When I look back upon my life and the mistakes I made – those that had tremendous impact on the future that was yet to be – I see clearly now that I had no peripheral vision. I thought I knew it all; I thought I could see the big picture.
I quit school and ran away from home when I was sixteen. My vision told me that whatever situations I would face in the future couldn’t possibly be as bad as what I was going through at that time. Wondering where you’re going to sleep at night or when your next meal will be are not questions that anyone – especially a young person – should have to entertain. There were secrets I was trained to keep – to hide. Reaching out for help was just not part of the equation.

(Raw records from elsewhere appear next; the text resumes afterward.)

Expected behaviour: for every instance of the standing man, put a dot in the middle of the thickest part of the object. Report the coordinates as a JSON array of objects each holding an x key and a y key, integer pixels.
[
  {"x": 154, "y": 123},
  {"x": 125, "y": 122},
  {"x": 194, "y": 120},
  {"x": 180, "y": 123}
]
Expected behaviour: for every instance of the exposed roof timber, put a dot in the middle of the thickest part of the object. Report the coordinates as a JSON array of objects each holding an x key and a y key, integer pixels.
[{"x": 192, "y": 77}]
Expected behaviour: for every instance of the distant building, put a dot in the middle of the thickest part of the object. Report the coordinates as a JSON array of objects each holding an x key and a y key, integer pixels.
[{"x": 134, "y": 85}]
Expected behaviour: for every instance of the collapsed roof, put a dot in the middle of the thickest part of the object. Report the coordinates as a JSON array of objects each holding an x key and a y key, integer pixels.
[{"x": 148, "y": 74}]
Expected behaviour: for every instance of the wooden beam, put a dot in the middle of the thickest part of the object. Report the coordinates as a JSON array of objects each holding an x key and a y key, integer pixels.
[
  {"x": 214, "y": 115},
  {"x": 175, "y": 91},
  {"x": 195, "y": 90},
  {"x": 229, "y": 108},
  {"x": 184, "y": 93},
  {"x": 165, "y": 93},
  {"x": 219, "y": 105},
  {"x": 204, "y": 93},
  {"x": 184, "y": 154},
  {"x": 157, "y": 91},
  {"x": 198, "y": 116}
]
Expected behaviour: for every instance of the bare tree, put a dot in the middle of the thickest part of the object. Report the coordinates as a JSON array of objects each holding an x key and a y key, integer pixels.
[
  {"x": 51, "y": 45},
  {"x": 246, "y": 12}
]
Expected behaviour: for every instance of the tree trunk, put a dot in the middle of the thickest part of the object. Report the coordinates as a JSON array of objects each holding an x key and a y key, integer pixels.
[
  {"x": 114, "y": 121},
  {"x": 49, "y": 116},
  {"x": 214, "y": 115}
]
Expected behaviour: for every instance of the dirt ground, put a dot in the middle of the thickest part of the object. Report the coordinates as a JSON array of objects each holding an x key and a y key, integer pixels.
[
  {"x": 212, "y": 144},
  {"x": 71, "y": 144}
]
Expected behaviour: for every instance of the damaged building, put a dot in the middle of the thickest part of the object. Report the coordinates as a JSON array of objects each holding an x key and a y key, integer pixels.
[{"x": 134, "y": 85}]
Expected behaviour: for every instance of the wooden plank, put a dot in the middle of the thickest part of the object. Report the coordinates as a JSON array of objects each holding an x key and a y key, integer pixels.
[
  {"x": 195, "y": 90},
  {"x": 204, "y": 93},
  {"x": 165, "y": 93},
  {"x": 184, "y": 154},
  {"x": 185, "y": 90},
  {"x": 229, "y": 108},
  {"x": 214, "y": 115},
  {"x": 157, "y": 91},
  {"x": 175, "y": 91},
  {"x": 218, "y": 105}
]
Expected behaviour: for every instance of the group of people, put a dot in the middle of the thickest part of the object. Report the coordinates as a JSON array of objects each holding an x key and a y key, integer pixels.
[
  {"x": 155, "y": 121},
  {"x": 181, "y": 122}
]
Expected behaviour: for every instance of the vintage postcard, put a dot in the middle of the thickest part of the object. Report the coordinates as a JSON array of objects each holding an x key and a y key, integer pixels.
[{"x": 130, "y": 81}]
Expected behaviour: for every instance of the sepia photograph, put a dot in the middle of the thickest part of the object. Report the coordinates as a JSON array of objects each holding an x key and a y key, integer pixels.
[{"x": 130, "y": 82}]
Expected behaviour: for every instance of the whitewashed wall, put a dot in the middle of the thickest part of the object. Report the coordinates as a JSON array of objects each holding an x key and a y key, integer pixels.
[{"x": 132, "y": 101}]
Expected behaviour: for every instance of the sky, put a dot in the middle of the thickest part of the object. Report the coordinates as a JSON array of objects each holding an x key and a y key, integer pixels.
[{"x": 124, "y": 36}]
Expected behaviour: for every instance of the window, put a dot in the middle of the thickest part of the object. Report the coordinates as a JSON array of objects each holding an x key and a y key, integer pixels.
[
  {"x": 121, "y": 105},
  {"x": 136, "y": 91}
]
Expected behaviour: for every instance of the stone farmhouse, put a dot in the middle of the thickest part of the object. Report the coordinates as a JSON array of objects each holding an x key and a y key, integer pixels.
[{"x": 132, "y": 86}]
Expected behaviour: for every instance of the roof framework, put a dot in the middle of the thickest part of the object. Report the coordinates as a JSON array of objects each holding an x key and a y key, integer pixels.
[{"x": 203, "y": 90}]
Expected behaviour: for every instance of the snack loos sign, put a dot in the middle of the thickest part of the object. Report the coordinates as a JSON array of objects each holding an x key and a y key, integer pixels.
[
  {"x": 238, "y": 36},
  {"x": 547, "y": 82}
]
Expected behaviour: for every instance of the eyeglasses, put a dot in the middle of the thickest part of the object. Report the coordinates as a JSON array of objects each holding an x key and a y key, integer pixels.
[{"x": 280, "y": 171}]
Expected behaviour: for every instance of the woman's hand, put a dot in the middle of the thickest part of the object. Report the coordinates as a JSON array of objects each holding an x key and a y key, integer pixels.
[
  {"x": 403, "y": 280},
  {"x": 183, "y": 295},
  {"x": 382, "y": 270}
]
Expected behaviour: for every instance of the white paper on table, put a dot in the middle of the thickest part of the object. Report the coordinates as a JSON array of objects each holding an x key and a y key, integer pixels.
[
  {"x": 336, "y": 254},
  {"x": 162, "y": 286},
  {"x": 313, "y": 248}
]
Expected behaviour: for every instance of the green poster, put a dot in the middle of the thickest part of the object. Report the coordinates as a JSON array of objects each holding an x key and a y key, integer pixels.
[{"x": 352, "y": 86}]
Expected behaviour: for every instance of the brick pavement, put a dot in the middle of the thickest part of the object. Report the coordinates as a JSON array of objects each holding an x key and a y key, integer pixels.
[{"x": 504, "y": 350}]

I learned how to build walls; I learned how to avoid detection – flying under the radar so I wouldn’t be noticed. People who don’t get noticed don’t get hurt. I also learned how to take care of myself, how to survive. When I built those walls I did so to not only keep people out, but to keep God out. I couldn’t believe that a loving God would have allowed a child to have suffered and lived through some of the things I had.
They say that we soften with age. I turned 50 last week. Age does not soften people who live inside fortresses. Wisdom is what softens the heart and soul and it’s not the wisdom that comes with the experiences of life. True wisdom is imparted by the Spirit of God with which He also gives understanding.
Today, when I look back throughout those many years, I can honestly say that these were the years that prepared me for the future. Understand that those walls I built were constructed for protection. My lack of vision and understanding caused undue hardship. But God is so good: while I was building walls, He was installing doors all around my fortress, giving me an easy way out. I just couldn’t see the big picture. I wouldn’t allow myself to recognize that there were door knobs surrounding me.
When I finally came to the end of myself and realized that I was surviving but not living, it was then – through my tears and desperation – that I began to see that there was a way out of the prison I had locked myself into. People have asked me why wouldn’t God put the knobs on the outside and just come in and rescue me. The answer is so simple. God doesn’t bust through walls. He’s a gentleman; He waits for an invitation. He made a way out for me and I chose to remain inside.
God saw the big picture. While I could only see what was directly under my nose – He saw what He would be able to do with me – with my life. God waited for me to want a way out; it was only then that I actually began to see all the door knobs He had placed there. Today I don’t merely survive; today I thrive.
“‘Can a man hide himself in secret places so that I cannot see him?’ declares the LORD. ‘Do I not fill heaven and earth?’ declares the Lord.” Jeremiah 23:24 ESV.